Venviel had to come up with a plan to find Hope. She could try to go on without her, but why bother? She yearned to sleep next to her again, kiss her until her lips bruised, and feel the twin tails where they shouldn’t be. Hope was a fitting name for someone who made her think there could be a bright future, beyond the never-ending clouds. It seemed a shame to throw that away to doubt and uncertainty.
Chained To Defeat
“Hope?” Furore asked. “Hope, are you listening?”
“Go away, leave me to…” She grunted. The false goddess was the only one who deigned to visit her. She’d had another meal since they last met, but it hadn’t left her feeling anything but hungry.
“Die?” Furore smirked and grabbed Hope by her neck. “Enough of this bullshit. At least when you walk
ed free, I could tell myself that you lived your best life. Even if you didn’t stick to my plan. This, however, is beneath us.”
“I’m sorry.”
“Stop it!” Furore shouted and alerted the guards outside. The false goddess glanced at the door, lifted Hope to her feet by her arm, and shrugged. “Hold on to me, or we might get separated. And you wouldn’t want that.”

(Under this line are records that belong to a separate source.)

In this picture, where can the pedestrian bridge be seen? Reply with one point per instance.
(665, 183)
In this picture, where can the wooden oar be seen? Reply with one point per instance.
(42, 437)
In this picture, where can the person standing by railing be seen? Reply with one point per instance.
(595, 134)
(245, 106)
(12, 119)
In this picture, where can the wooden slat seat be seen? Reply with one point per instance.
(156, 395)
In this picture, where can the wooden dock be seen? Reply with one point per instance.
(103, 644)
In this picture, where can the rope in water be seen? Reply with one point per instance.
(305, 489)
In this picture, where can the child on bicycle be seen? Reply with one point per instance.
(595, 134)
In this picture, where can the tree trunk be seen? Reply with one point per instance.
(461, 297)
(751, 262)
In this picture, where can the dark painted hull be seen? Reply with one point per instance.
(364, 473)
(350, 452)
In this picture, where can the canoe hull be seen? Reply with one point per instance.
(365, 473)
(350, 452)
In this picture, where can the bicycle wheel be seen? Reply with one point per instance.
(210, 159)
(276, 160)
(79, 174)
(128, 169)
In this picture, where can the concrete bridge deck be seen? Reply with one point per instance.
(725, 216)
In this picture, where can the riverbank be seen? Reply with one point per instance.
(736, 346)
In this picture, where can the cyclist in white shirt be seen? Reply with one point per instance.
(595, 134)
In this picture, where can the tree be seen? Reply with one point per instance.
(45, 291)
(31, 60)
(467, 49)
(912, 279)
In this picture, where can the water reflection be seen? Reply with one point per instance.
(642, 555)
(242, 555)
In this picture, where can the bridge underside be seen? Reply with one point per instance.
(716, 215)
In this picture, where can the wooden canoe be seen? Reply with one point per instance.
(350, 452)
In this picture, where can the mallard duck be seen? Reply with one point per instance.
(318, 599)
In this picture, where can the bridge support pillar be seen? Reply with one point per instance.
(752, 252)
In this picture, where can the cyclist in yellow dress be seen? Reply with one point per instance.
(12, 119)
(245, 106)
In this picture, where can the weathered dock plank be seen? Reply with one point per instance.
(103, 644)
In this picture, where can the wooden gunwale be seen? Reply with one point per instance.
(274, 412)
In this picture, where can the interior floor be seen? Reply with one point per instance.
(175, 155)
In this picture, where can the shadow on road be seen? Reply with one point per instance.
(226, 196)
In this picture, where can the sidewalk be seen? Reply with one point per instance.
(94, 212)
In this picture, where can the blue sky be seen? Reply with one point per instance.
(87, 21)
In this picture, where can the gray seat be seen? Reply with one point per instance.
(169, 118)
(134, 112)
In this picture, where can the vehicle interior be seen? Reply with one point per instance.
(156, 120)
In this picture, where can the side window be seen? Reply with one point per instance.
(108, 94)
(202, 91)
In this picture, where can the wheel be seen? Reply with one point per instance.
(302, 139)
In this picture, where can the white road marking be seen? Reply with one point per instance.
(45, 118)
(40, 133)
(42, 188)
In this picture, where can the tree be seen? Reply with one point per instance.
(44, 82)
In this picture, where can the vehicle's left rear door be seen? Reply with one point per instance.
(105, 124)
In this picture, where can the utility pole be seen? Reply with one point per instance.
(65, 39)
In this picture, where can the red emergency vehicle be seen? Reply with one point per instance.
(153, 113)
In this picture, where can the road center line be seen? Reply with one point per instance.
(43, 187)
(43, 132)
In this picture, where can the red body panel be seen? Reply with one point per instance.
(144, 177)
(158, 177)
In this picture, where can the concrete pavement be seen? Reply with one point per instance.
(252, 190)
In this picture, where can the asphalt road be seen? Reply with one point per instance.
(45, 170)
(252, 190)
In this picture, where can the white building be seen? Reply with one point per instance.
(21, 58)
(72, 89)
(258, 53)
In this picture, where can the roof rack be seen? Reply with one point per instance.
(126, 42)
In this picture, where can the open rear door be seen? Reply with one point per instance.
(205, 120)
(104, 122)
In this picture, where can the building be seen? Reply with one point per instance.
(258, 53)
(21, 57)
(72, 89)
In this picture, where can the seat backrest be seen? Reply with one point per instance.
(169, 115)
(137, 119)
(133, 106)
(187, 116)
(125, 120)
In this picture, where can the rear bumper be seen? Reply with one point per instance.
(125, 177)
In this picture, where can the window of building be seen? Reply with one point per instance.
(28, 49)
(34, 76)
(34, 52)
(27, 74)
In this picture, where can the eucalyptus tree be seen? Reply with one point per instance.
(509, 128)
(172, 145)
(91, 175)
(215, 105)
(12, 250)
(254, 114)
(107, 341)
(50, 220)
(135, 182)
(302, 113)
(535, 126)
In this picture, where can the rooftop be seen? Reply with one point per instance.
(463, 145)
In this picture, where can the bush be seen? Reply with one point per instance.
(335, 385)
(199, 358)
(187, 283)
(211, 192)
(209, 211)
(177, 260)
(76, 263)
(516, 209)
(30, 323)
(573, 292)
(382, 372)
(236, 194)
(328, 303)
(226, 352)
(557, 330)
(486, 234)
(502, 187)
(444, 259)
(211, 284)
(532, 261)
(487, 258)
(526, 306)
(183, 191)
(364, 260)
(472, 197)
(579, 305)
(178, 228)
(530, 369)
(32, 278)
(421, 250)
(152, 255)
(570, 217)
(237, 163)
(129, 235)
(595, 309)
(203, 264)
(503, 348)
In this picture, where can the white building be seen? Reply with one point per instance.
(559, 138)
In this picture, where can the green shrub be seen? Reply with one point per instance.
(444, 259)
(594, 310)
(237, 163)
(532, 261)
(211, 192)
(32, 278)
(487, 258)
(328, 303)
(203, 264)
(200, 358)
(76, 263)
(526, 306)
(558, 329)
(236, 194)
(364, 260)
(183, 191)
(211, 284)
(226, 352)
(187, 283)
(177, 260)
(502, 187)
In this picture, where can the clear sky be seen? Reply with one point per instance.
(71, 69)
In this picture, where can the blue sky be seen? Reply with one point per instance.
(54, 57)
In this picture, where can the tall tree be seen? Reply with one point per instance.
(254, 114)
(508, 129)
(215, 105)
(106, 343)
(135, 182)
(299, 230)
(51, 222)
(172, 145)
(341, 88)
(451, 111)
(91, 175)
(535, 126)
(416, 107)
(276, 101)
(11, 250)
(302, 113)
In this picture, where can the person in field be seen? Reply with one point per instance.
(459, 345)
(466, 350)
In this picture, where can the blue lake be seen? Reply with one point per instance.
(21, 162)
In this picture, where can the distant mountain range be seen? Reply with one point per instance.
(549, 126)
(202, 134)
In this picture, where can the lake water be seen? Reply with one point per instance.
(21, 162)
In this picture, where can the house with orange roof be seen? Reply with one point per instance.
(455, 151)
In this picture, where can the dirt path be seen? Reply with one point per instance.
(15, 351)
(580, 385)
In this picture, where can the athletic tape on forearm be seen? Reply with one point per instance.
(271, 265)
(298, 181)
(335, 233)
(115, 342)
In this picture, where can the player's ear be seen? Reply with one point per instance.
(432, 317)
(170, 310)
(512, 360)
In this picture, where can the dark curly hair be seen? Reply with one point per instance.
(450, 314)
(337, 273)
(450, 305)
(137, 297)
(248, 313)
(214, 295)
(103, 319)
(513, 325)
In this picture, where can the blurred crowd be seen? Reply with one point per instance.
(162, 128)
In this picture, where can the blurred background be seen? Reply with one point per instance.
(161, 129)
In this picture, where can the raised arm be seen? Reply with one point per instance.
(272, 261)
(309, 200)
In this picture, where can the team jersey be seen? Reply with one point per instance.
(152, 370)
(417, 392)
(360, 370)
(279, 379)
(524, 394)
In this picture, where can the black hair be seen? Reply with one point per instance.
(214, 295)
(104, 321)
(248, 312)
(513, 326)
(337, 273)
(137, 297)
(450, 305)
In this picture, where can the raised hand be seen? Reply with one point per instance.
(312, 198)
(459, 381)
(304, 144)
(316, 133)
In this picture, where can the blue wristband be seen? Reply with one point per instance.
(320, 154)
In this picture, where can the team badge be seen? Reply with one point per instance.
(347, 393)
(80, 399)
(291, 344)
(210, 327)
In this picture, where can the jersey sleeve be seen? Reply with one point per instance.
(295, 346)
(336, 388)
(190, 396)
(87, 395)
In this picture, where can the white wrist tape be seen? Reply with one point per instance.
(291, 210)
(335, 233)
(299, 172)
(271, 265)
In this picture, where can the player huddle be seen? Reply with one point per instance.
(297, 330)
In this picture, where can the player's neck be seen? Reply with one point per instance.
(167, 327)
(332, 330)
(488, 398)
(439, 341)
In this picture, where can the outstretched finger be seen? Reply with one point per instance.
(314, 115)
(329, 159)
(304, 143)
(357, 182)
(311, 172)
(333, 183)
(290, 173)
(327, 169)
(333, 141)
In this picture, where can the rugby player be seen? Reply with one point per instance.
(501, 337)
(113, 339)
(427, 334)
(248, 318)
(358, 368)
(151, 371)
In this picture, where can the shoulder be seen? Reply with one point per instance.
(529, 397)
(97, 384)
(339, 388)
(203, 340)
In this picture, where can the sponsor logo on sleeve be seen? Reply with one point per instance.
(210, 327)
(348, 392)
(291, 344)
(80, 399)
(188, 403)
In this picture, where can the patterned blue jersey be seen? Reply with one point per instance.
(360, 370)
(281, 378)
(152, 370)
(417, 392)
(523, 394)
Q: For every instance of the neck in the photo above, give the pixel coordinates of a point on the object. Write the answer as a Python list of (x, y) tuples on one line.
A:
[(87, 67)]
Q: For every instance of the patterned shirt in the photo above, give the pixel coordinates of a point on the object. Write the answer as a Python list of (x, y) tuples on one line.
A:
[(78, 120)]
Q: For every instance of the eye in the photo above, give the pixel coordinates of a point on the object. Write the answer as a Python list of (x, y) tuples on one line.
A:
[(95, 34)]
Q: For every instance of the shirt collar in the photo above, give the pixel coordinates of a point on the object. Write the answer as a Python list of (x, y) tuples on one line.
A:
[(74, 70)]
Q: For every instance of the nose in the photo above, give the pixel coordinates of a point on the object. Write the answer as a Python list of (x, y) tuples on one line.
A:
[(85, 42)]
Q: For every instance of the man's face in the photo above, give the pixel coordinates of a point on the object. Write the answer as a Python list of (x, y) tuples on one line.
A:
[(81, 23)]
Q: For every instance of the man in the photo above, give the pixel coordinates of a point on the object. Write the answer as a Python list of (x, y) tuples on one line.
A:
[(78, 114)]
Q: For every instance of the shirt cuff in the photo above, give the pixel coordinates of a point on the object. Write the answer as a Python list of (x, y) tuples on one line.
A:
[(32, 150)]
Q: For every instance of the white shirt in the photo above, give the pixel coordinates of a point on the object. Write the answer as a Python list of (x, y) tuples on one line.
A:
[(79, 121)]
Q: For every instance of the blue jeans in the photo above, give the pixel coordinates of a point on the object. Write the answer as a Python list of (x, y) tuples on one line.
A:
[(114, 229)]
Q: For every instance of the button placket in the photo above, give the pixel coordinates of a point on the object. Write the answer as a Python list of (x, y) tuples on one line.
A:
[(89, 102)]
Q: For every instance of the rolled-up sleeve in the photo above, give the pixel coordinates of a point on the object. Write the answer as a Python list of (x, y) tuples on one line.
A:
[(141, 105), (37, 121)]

Hope sighed, gripped Furore’s dress, and almost hurled as they flew through realities. They emerged on top of a craggy cliff overlooking a sea of boiling lava. Hope had visited this place before, when she’d dreamt, but now it inspired a real sense of dread. She might really fall and die if she stepped over the cliff. Heat wafted up from below, into her face, and scalded her skin.
“Welcome home, Hope.” Furore patted her so hard on the back that she recoiled from the cliff edge, lest she tumble and fall. “This is the Scarlet Kingdom, where I found you.”
“It is?”
Hope took in her surroundings, befuddled. She could detect no sign of life in the burning landscape. Only cliffs atop cliffs, endless lava, and a dark ruby sky far, far above. Although, what lay above them may not be the sky at all. They may be deep underground, deeper than any elf had ever delved. She couldn’t determine the nature or location of the Scarlet Kingdom.
“How do you like it? Doesn’t beat Lho Allanar, does it?” Furore grinned, poked the tip of her jagged dagger into her own chin, and waited for a compliment of some sort.
“It’s very…” Hope didn’t want to offend the false goddess, who clearly possessed powers beyond her scope. “Unique.”
“What?” Furore scoffed. “No. No, it’s not. It’s cliché beyond belief. Itrix doesn’t understand the awesomeness inherit in elven architecture. He, wrongfully, thinks demons does it better.”
“Demons?”
“Yes…” Furore waved her hand, made a bench rise out of the cliff, sat, and gestured for Hope to follow suit. “I had no intention of telling you this, because I thought you might screw up my plans for expansion, but you can’t. It’s too late. The other gods have accepted me as the goddess of love by now, or they’re too preoccupied with their own scheming. Fate may be my only ally, but… Never mind.” Furore took a deep breath, gazed out across the sea of lava. “Hope, you were a demon once. We were created in the same chamber.”